In mathematics, our school developed the Big Ideas of Mathematics to provide students opportunities to master the five strands of mathematical proficiency: conceptual fluency, procedural fluency, strategic competence, adaptive reasoning, and productive disposition. Our teachers have many instructional resources for mathematics instruction and use the Investigations math model as a primary curriculum resource.
In recent months, we have begun to review and refine each strand of mathematics to ensure horizontal and vertical alignment. Most recently, our teaching professionals have begun to align our Big Ideas of Mathematics with the Common Core State Standards. The focus of our work centers on ensuring a connection to each Standard of Mathematical Practice.
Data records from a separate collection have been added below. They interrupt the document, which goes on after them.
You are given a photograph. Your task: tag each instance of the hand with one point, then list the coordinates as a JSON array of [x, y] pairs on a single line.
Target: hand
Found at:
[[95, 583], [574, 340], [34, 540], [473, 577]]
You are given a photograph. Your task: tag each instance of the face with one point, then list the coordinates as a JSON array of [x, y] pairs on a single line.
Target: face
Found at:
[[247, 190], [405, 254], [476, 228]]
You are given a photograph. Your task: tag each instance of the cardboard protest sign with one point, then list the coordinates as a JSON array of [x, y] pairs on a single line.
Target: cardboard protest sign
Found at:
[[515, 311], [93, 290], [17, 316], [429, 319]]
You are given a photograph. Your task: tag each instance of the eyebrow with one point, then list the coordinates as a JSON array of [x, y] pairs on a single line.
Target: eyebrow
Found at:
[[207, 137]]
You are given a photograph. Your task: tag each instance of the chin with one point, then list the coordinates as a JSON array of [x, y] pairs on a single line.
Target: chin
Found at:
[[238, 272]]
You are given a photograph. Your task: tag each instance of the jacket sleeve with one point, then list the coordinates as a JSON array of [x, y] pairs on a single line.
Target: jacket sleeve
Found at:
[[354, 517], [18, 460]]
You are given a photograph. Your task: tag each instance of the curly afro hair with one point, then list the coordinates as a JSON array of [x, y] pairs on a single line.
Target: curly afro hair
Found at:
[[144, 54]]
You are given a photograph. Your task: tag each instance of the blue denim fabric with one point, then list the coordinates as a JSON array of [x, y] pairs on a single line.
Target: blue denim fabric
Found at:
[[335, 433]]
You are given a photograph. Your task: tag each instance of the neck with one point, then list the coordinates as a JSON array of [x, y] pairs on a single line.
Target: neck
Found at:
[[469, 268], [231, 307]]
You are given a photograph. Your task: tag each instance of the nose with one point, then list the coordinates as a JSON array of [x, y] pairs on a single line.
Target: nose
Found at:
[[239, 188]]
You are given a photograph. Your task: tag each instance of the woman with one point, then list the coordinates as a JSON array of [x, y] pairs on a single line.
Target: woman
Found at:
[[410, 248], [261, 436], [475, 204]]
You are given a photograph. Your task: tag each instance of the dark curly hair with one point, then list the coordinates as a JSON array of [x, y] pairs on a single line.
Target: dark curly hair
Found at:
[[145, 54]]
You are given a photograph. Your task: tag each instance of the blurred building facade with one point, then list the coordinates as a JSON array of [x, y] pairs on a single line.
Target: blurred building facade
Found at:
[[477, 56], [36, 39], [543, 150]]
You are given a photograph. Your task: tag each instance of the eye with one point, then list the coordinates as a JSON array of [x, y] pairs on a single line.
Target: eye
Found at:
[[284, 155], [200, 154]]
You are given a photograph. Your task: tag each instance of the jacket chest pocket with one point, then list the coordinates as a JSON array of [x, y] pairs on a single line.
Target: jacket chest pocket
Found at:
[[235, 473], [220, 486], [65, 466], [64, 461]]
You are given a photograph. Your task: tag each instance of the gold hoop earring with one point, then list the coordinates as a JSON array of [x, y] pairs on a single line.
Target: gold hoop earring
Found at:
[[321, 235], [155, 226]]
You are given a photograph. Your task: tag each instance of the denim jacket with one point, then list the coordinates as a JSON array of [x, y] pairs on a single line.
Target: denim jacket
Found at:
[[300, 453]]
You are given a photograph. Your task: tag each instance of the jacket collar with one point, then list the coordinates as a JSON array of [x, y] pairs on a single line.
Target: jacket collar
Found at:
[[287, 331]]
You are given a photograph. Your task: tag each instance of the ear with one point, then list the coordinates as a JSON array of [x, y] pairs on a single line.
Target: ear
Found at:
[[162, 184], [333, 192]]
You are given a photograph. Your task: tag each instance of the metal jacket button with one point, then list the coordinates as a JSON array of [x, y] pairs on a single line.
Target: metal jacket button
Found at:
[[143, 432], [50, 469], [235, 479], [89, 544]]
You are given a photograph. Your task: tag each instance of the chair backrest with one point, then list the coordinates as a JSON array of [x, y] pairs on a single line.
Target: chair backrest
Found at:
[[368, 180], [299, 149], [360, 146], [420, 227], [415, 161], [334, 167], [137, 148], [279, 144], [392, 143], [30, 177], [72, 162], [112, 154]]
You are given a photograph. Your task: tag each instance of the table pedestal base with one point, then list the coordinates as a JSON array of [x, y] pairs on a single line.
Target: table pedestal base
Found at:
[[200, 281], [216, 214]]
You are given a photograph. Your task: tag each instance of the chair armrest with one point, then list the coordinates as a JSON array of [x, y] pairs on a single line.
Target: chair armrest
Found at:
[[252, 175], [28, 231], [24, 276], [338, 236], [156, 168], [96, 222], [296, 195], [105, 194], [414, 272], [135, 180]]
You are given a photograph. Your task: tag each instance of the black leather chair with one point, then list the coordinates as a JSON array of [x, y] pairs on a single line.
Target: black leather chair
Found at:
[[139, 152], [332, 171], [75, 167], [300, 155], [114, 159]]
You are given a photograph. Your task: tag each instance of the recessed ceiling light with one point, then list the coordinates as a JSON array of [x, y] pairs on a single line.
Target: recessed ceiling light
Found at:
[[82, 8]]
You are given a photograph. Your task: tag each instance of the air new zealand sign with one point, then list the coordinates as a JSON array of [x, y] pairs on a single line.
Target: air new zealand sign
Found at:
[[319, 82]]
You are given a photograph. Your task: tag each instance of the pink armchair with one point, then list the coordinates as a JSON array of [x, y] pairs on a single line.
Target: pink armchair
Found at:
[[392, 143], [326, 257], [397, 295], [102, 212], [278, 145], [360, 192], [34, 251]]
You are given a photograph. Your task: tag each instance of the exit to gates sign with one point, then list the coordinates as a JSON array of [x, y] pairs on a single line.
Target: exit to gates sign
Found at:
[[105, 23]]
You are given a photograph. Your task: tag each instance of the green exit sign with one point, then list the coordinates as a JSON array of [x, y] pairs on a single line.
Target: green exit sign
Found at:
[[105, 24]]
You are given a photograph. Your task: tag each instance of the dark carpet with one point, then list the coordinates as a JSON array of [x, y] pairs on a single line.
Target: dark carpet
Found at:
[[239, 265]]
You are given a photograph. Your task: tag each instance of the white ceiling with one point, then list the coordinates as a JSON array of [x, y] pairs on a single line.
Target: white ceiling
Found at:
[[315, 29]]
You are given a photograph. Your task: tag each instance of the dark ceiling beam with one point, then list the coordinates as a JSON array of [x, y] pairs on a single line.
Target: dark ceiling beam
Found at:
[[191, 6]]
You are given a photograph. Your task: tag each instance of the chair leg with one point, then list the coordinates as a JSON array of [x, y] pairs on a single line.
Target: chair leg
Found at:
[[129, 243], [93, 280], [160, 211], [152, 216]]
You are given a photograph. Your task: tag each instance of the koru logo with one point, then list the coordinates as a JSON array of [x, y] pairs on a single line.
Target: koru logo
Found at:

Our science and social studies curriculum is integrated to provide thematic and project and problem-based learning. Each grade level studies a habitat, through their outdoor classroom, for the purpose of exploring inquiry-based learning, research practices, and ways to present information and data through multiple mediums. Each grade level then shares their knowledge and presents information with peers and families in a museum format.
Our fitness-based physical education program is noted for its unique ability to scaffold 21st century learning skills into health and fitness activities. Students participate in collaboration skills, problem-solving activities and life-long fitness instruction. Our physical education professionals work closely with our educational assistants for the purpose of teaching developmentally appropriate learning activities during non-instructional time. This has greatly improved our behavioral referrals during transitional and recess times.
Our specialists in the area of art education, music, and Spanish language instruction involve the highest quality of learning experiences. Our students engage in leadership training programs through docent opportunities, as well as audition-level choral and instrumental experiences.
Aside from content-specific curriculum, the Ray School provides students with a comprehensive affective education curriculum. Through the expertise of our school counselors, the Ray School has developed a social thinking model focused on educating students on social aggression, bullying, and our universally developed 3 R’s: Respect, Rights, and Responsibility.
Differentiated curriculum, instruction, and assessment are best represented in project-based learning with a focus on formative development and personalized learning. The Ray School is a model school for differentiated learning and in a resourceful environment where every child succeeds in their style of learning. Through our Response to Intervention model, our students are identified early and provided with differentiated learning strategies to assist with their learning challenges. Classroom teachers model intervention strategies to promote growth for all learners. As a school, we build collegial planning time into our professional meeting time to share instructional practices, student work, and assessment strategies. This has significantly improved our school’s effectiveness in reaching every student.
An example of differentiated instruction is our Challenge by Choice model. Students are afforded opportunities to challenge themselves with various levels of critical thinking and supplemental work aside from the traditional content. This model provides an opportunity for any student at any level of learning.
Another example of differentiated instruction is our homework puzzle. Students are given the choice of up to nine different homework assignments for any given week. Because they can choose which assignments to complete, students are more readily engaged in completing homework; the practice directly correlates to in-class.